Car le reste du Québec, il faut le dire, n’apparaît qu’en vague filigrane du collectif. La grève, la manifestation, la revendication sociale sont des signes proprement montréalais et curieusement féminins. Si la « jeune fille » fait une entrée anonyme et un peu fantastique, chez Chalifour, elle gagne une présence corporelle « lumineuse » chez Gabriel Anctil avant de se multiplier dans le kaléidoscope des désirs parisiens et indécis de Lessard. Grégory Lemay pour sa part la promeut effigie et fantasme : c’est une « déesse de la révolution » bardée de studs et de barbells — et, somme toute, aussi risible que problématique.
Ces représentations stéréotypées appellent une satire que la bouffonnerie bienvenue de Simon Paquet insuffle au recueil. Riant de tout et surtout de lui-même, « L’inactiviste » dévoile presque par inadvertance le ridicule — ou la violence — de certains comportements, d’une manière qui rappelle l’ironie de la narratrice de Mavrikakis à l’égard de sa protagoniste, prof à l’UQAM. Autre facette de l’expérience enseignante, « L’atelier rouge » de Carole David mêle des trames individuelles et historiques pour tisser, en amont et en aval, une mémoire de la grève.
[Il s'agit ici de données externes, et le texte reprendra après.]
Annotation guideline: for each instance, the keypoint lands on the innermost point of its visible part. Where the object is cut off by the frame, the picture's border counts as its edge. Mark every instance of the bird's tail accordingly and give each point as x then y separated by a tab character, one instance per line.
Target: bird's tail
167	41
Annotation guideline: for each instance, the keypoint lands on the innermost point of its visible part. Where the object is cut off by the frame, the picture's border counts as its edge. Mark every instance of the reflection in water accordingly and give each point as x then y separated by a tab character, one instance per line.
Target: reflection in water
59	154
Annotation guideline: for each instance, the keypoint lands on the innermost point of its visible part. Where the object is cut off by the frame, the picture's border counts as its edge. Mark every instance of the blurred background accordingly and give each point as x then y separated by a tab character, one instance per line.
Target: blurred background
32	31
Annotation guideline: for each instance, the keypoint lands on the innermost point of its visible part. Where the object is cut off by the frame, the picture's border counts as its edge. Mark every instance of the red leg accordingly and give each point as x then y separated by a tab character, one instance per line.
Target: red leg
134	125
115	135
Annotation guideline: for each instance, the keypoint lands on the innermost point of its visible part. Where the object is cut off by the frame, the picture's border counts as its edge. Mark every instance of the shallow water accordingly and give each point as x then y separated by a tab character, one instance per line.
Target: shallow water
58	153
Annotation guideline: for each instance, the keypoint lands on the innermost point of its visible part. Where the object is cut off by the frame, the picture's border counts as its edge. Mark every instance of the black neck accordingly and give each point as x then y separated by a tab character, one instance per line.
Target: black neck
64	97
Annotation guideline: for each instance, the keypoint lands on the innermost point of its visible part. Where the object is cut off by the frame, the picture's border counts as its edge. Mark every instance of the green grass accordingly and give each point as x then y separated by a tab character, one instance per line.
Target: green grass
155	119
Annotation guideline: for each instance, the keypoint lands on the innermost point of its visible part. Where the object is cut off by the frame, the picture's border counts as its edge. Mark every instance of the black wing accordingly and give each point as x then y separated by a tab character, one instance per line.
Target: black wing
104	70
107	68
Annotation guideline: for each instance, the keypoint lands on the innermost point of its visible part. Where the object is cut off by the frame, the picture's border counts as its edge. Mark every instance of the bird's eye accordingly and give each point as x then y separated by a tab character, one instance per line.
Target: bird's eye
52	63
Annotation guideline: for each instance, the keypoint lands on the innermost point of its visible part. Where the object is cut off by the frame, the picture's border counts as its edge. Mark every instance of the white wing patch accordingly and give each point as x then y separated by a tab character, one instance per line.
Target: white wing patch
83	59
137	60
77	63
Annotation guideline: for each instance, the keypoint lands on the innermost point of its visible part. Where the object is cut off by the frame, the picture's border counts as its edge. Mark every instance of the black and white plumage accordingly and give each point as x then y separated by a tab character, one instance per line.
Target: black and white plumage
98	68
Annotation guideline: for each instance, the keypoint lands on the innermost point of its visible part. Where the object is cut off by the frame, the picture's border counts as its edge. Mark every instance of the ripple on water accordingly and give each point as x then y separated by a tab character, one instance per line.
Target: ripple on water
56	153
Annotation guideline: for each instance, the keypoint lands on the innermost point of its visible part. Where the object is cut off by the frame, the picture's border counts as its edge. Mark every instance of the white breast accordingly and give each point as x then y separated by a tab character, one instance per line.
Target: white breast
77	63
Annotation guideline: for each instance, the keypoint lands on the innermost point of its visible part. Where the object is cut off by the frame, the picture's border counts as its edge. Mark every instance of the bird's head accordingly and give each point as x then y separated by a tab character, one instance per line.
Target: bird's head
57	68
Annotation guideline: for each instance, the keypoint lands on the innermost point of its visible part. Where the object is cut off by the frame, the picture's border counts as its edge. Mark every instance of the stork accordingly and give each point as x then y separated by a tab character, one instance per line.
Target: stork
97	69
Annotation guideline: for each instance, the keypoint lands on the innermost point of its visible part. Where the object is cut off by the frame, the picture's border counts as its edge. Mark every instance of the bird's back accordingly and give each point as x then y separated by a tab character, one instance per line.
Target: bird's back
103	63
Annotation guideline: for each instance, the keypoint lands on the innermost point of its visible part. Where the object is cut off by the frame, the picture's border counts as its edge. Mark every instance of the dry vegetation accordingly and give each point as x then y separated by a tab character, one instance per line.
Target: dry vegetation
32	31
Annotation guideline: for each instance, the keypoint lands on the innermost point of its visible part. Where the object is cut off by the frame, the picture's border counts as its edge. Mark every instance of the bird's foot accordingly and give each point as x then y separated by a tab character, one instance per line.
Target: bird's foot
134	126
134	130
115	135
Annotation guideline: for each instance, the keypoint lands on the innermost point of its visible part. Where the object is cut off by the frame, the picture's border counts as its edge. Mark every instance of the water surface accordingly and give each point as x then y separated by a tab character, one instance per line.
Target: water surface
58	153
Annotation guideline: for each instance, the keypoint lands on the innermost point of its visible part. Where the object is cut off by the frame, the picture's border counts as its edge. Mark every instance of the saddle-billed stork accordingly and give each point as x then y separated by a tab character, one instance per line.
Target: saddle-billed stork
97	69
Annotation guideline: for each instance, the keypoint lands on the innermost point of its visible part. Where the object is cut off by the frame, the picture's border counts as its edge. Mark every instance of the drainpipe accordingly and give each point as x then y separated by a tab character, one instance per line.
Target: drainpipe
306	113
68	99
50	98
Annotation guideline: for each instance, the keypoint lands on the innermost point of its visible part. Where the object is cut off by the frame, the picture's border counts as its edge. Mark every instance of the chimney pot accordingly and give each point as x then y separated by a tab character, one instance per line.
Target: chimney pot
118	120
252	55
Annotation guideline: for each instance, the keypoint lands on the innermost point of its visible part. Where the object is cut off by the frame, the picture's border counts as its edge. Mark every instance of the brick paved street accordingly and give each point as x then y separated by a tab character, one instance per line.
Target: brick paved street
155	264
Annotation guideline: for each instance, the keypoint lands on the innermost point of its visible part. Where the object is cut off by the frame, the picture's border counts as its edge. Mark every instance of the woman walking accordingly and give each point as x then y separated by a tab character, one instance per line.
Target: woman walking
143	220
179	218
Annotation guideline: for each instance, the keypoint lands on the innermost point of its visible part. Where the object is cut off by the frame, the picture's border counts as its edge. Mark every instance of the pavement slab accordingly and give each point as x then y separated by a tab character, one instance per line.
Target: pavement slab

Il sera encore question de tissage et de nœuds dans l’avant-dernier texte, « La corde ». En guise de conclusion dystopique ou de rêverie cathartique, Olga Duhamel-Noyer imagine l’envers pervers des manifs gorgées d’espoir précédemment décrites. En marge de l’une d’elle et sans raison apparente, la « déesse de la révolution » se mue en femme soumise aux pulsions de ravisseurs masculins. Allégorie du sexisme présent dans les réseaux militants? Réflexion sur le confort de l’ordre établi? Dérangeante et opaque, la nouvelle ouvre les significations de tout le recueil en invitant le lecteur « carré rouge » à le relire d’un œil plus critique.